The first time I skipped a meal, I spent the night with a gnawing pain in the pit of my stomach. The first time I cut myself, I threw up at the sight of my own blood. The first time I made myself sick, I cried.
The first time is always the hardest, but it only gets easier after that.
Years down the road now, I can see the beauty in what I've done. The breath-taking wonder found in decay.
Tonight I sit on the pavement outside my apartment. My fingers curl around the rusted chain-link fence. Sharp edges of broken wire left cuts not nearly deep enough on my arms when I squeezed through the hole next to me.
I don't live anymore than the metal at my back. Just like the fence I am merely existing.
Months from now, my kidneys will run the risk of failing.
Already my teeth are stained and eroded from stomach acid.
My bones knock against one another from shivering, and the pavement underneatth me chews at my tailbone.
When someone asks for a picture of me, I give them the grainy photograph of the hole in the fence. Just like it I am rusting. Breaking down piece by piece.

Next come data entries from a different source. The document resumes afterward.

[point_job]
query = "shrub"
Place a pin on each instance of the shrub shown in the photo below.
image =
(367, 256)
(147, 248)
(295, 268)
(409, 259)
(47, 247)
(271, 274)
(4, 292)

There is beauty in dying. In the natural course of slow decay.
When doctors ask me why I did this to myself, I will show them the scars on my stomach. I'll show them my barren womb and protruding rib bones.
I'll tell them that in trying to be perfect, I found what we're all really looking for.
I discovered that we're born to die, and that the beauty of life is our slow descent into the darkness of death.
Writing exercise #3 from my creative writing class.